Diplay the names in sorted order
This final step is straight forward: Get the name corresponding to the sorted grade. Here the OFFSET function is used; its arguments are a cell reference and the number of rows and columns from that reference that the desired value is to be found.
How can I sort a table in sheet 1 like
A B C D E
3 7 3 6 5
into another table in sheet 2
A C E D B
3 3 5 6 7
by using function only?
One really easy way to do it would be to just have a rank index and then use HLOOKUP to find the corresponding values:
=RANK(A4,$A$4:$E$4,1)
=IF(COUNTIF($A$1:A$1,A1)>1,RANK(A4,$A$4:$E$4,1)+COUNTIF($A$1:A$1,A1)-1,RANK(A4,$A$4:$E$4,1))
=HLOOKUP(COLUMN(),$A$2:$E$4,2,FALSE)
=HLOOKUP(COLUMN(),$A$2:$E$4,3,FALSE)
Okay, here's the "one formula does it all" solution without additional temporary columns:
Formula in A6:
=INDEX($A$2:$E$2,MATCH(SMALL($A$3:$E$3+COLUMN($A$3:$E$3)/100000000,COLUMN()),$A$3:$E$3+COLUMN($A$3:$E$3)/100000000,0))
Enter it as an array formula, i.e. press Ctrl-Shift-Enter. Then copy it to the adjacent columns.
To get also the number, use this formula in A7 (again as array formula):
=ROUND(SMALL($A$3:$E$3+COLUMN($A$3:$E$3)/100000000,COLUMN()),6)
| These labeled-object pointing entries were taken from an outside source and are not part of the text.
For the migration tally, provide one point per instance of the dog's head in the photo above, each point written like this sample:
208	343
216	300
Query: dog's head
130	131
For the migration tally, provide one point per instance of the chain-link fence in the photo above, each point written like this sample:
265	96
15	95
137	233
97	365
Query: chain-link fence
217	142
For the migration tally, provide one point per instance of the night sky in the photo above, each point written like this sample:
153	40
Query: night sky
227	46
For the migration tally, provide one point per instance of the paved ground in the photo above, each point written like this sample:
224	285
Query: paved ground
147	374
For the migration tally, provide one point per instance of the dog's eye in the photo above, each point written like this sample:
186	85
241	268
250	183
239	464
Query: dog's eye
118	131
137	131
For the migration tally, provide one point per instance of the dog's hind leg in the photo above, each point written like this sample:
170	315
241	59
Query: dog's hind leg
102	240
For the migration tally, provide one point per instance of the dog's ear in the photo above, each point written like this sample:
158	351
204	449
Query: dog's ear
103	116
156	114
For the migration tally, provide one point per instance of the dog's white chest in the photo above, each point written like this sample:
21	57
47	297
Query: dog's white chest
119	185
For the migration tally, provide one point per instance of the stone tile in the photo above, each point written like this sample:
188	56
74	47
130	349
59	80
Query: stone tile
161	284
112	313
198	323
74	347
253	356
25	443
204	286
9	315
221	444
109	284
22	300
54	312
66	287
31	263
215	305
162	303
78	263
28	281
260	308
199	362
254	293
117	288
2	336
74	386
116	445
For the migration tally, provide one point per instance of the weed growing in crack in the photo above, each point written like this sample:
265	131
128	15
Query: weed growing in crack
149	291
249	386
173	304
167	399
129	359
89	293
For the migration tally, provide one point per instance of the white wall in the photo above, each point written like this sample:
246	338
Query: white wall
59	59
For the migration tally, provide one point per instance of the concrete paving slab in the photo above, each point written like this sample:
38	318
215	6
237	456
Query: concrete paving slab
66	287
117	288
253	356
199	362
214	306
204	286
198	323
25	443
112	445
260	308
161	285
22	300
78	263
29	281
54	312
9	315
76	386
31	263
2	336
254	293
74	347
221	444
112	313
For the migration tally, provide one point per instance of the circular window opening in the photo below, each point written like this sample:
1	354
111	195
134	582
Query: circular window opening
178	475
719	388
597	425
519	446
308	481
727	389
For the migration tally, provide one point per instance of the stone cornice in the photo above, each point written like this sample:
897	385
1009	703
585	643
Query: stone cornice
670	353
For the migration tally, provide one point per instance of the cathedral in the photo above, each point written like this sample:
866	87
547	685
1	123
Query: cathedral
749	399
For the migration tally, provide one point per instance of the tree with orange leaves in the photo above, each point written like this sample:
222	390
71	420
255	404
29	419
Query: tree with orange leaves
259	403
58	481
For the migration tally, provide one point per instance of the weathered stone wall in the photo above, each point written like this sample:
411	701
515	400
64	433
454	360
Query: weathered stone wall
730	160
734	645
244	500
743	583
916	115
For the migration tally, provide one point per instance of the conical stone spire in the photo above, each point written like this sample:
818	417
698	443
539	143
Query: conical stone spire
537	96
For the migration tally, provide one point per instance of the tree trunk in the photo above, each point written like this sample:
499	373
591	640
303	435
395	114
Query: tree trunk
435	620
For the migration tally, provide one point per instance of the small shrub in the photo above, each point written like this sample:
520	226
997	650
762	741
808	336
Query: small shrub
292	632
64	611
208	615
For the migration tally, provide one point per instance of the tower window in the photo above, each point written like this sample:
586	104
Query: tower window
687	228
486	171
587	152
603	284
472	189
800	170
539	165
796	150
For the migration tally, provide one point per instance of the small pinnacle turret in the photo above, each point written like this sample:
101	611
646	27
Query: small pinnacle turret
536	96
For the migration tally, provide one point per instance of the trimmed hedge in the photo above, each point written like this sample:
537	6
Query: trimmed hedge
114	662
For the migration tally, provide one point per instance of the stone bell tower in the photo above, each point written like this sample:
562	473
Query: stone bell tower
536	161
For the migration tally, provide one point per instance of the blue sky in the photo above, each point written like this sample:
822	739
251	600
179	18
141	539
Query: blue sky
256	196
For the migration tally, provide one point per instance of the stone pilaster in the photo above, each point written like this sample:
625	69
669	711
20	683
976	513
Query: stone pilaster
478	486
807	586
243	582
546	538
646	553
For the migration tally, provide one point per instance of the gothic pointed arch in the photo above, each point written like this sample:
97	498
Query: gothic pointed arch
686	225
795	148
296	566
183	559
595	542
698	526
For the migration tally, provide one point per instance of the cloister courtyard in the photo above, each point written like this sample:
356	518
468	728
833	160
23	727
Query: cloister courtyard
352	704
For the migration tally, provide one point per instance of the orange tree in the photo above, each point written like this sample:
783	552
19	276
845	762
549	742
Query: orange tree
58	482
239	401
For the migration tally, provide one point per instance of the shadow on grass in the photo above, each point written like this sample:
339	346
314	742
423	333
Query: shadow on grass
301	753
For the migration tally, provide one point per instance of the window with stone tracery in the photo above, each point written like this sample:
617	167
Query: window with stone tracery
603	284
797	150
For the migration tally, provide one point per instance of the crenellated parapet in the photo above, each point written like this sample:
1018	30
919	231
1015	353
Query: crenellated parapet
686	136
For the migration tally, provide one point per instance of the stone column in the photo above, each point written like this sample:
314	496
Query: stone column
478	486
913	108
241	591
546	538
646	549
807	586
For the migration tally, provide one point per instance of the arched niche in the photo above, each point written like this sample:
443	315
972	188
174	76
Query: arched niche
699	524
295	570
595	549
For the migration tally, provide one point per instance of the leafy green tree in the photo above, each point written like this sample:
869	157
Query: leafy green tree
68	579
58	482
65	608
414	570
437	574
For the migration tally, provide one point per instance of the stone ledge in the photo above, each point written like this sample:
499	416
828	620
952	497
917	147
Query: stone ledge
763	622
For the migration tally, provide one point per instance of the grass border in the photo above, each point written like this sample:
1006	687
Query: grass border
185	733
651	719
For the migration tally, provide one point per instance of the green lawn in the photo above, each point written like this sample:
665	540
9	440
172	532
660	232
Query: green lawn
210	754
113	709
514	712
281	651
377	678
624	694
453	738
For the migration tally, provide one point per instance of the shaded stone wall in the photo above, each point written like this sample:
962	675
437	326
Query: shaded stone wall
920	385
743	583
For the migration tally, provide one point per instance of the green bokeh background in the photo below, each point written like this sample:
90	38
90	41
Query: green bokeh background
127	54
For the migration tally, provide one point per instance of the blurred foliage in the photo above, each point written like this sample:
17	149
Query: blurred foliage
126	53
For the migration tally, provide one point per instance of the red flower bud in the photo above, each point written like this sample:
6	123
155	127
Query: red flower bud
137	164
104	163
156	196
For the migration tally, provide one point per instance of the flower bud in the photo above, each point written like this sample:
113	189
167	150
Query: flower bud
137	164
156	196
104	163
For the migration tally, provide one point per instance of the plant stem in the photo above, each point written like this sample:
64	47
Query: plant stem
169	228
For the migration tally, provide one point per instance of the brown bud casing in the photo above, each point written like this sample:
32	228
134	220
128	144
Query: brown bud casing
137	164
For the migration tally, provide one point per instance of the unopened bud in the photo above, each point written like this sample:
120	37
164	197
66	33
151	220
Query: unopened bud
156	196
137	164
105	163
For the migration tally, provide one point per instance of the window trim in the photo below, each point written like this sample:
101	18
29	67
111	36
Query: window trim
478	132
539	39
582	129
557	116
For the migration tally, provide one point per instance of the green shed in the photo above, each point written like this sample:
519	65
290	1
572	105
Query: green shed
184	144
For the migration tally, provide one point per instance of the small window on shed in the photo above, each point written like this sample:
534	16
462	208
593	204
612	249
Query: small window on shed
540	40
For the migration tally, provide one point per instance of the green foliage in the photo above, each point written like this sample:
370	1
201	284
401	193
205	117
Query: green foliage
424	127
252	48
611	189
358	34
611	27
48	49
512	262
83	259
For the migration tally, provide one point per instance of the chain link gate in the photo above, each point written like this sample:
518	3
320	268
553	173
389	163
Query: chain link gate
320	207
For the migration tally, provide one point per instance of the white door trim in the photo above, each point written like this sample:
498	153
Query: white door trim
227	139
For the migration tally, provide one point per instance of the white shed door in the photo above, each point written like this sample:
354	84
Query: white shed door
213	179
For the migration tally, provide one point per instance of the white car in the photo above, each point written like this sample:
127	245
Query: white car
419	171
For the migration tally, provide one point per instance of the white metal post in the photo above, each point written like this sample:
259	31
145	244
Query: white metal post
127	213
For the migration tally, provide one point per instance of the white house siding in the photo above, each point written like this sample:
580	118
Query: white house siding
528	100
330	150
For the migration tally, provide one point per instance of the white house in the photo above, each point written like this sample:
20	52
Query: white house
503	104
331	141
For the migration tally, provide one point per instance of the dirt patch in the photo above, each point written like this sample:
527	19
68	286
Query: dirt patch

Both formulas are a bit bloated as they have to also handle the potential duplicates. The solution is to simply add a very tiny fraction of the column before applying the sorting (SMALL function) - and then to remove it again...
I think an easier solution is to use the "Large" function:
The Column functions are just an easy way to count from 5 down to 1, but a helper column may be even easier.
You can have a similar answer using the "Small" function as well.
Although I have used the "add a small number technique", I think this is the most elegant for a helper row/column:
=RANK(B4,$B$4:$F$4,0) + COUNTIF($B$4:$F$4,B4)-1
(copy across the row column) RANK gets you close and the COUNTIF portion handles duplicates by counting the number of duplicates of the cell to that point. Since there is always match (itself) you subtract 1 for the final rank. This "sorts" ties in the order that they appear. Note that an empty cell will generate #N/A and character data as #Values.
It's doable! :-)
Here is the sample file.
Explanation
I assume that your data is in row 1 of Sheet1 and that you want the data sorted starting in column 1 of another sheet - if not, adjust accordingly.
Place this formula in column 1 of the target sheet, say in row 2:
=ROUND(SMALL(Sheet1!$A$1:$E$1+COLUMN(Sheet1!$A$1:$E$1)/100000000,COLUMN()),6)
You need to enter the formula as an array formula, i.e. press Ctrl-Shift-Enter.
In case you place it in another column than column one, you need to replace COLUMN() with COLUMN()-COLUMN($A$2)+1 where $A$2must be a reference to the cell itself.
This formula will return you the lowest number in your range - if you copy it the next 4 columns, you'll get your order list of numbers.
To translate this back to the column number, we need to perform 2 steps:
Figure out the column number:This can be done with with this formula:
=MATCH(SMALL(Sheet1!$A$1:$E$1+COLUMN(Sheet1!$A$1:$E$1)/100000000,COLUMN()),Sheet1!$A$1:$E$1+COLUMN(Sheet1!$A$1:$E$1)/100000000,0)
- again, to be entered as array formula. If the source data does not start in column A, you need to add +COLUMN(Sheet1!$A$1)-1 where $A$1 needs to be replaced with the leftmost cell of the source data.
Convert the column number to a letter:Assuming your column number from step 1 is in cell A6, this formula will do the job:
=LEFT(ADDRESS(1,A6,2),SEARCH("$",ADDRESS(1,A6,2))-1)
Of course, you can also combine step 1&2, this will result in this megaformula:
=LEFT(
ADDRESS(
1,
MATCH(
SMALL(Sheet1!$A$1:$E$1+COLUMN(Sheet1!$A$1:$E$1)/100000000,COLUMN()),
Sheet1!$A$1:$E$1+COLUMN(Sheet1!$A$1:$E$1)/100000000,
0),
2),
SEARCH(
"$",
ADDRESS(
1,
MATCH(
SMALL(Sheet1!$A$1:$E$1+COLUMN(Sheet1!$A$1:$E$1)/100000000,COLUMN()),
Sheet1!$A$1:$E$1+COLUMN(Sheet1!$A$1:$E$1)/100000000,0),
2)
)-1
)
Again, to be entered as array formula.